You would use a delegate.

delegate int AddCallback( int a, int b );

Hope this helps

Chris Taylor

"ZhangZQ" <zh*******@hotmail.com> wrote in message
news:eN**************@TK2MSFTNGP10.phx.gbl...
if there is a function in a win32 dll, it is definition is

int add(int a, int b);
how to define that function pointer in C#?
thank you very much!



Jul 21 '05 #4
Wah!!! great, you are really an expert.

Thank you very much!

"Chris Taylor" <ch*************@hotmail.com> wrote in message
news:%2****************@TK2MSFTNGP11.phx.gbl...
Hi,

If you are going to bind statically to the function then you could use
interop aka P/Invoke from the System.Runtime.InteropServices name space.

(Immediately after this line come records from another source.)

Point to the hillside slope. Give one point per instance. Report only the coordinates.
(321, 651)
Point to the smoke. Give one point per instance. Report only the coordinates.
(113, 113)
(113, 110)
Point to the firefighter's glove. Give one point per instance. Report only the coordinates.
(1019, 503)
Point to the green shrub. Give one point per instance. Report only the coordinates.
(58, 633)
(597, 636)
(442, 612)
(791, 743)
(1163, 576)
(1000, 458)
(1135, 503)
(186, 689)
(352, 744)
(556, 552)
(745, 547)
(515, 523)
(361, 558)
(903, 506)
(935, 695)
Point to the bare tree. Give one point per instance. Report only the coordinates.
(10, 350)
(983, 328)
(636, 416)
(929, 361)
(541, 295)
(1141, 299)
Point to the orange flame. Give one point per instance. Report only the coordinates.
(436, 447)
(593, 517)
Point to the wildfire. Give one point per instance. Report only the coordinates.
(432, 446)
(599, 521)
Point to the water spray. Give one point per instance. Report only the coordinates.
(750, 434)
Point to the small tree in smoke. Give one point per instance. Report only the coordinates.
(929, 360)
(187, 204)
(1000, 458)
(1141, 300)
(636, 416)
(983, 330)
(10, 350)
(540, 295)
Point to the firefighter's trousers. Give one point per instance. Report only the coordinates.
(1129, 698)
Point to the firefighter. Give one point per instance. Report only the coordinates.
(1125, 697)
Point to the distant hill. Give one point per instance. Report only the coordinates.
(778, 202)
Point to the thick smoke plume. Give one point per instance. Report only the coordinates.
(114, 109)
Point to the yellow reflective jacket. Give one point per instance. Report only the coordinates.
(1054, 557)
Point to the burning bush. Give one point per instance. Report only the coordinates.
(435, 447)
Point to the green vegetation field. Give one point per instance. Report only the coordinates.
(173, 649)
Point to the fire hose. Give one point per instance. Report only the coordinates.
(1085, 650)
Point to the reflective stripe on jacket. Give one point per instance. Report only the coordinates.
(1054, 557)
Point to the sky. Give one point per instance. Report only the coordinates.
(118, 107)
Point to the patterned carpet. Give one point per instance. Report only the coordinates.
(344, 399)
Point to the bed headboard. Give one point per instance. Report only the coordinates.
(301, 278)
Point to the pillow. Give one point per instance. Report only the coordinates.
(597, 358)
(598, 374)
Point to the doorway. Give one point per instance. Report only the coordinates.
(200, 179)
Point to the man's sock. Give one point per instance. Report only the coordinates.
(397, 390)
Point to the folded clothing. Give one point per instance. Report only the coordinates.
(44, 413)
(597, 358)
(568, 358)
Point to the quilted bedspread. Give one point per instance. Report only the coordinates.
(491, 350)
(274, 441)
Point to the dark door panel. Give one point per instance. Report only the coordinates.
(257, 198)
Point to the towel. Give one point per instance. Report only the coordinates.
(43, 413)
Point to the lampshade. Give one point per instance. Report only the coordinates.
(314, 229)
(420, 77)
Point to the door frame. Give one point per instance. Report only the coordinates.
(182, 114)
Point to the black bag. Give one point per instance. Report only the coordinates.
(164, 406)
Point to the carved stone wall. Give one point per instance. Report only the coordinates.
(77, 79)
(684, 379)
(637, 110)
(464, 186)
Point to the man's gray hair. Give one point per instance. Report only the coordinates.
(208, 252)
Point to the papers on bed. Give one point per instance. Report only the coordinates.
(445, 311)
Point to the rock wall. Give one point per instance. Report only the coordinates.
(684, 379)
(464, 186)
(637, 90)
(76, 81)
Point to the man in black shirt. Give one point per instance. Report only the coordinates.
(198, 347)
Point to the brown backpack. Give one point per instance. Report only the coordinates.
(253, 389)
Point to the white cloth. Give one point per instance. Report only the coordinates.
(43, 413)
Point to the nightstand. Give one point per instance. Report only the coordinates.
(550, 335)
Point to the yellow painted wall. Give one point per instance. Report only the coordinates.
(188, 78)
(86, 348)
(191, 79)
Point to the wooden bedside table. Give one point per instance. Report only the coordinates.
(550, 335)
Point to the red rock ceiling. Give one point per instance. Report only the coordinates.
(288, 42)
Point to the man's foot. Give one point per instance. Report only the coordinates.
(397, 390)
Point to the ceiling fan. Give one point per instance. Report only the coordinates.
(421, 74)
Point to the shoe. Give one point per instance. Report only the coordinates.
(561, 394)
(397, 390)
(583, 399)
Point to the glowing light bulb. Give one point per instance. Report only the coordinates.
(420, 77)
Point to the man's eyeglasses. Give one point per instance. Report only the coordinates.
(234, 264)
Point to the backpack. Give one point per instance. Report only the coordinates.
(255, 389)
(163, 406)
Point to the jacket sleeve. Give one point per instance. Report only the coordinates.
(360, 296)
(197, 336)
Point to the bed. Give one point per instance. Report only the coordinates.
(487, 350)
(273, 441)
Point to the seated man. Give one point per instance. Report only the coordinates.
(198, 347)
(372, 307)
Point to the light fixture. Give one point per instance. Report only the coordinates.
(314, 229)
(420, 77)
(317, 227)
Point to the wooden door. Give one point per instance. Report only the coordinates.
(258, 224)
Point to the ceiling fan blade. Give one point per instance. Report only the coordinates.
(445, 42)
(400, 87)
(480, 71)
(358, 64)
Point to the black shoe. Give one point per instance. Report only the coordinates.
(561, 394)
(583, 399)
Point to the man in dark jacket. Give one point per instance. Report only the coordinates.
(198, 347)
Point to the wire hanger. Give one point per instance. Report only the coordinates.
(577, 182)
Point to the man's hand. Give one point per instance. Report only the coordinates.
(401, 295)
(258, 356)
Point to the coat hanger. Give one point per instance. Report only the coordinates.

[DllImport("dllname.dll")]
public int Add( int a, int b );

If you want to do this dynamically it is a little more work, I believe there is a solution using the Relection Emit however I would rather want to test
this before commiting to it here :). But in principal, an I believe this
should answer your other post as well. You could use the Reflection classes to create a temporary Assembly that can use interop to load the function and use the Reflection Emit to create a .NET function which would perform the
actual invocation of the method. Being 5:31 in the morning I might just be
dreaming here but if I get a chance I will give it a try and post my
results.

The following is a more hardcoded approach to what I am suggesting, it might get you going
http://groups.google.com/groups?hl=e...40TK2MSFTNGP10
Cheers

Chris Taylor

"ZhangZQ" <zh*******@hotmail.com> wrote in message
news:uY**************@tk2msftngp13.phx.gbl...
Thanks,

In C the GetProcAddress can get the function pointer, for example

typedef int (*MYADD)(int, int);
MYADD add = (MYADD) GetProcAddress(hMyLib, "add");

but how to pass the function pointer to that delegate?
Thank you very much again!


"Chris Taylor" <ch*************@hotmail.com> wrote in message
news:Of**************@TK2MSFTNGP10.phx.gbl...
Hi,

You would use a delegate.

delegate int AddCallback( int a, int b );

Hope this helps

Chris Taylor

"ZhangZQ" <zh*******@hotmail.com> wrote in message
news:eN**************@TK2MSFTNGP10.phx.gbl...
> if there is a function in a win32 dll, it is definition is
>
> int add(int a, int b);
>
>
> how to define that function pointer in C#?
>
>
> thank you very much!
>
>



Jul 21 '05 #5
> In C the GetProcAddress can get the function pointer, for example

typedef int (*MYADD)(int, int);
MYADD add = (MYADD) GetProcAddress(hMyLib, "add");

but how to pass the function pointer to that delegate?


In addition to what Chris Taylor posted, I thought you might also be
interested in http://www.bearcanyon.com/dotnet/#getprocaddress, this sounds
pretty similar to what you want to achieve.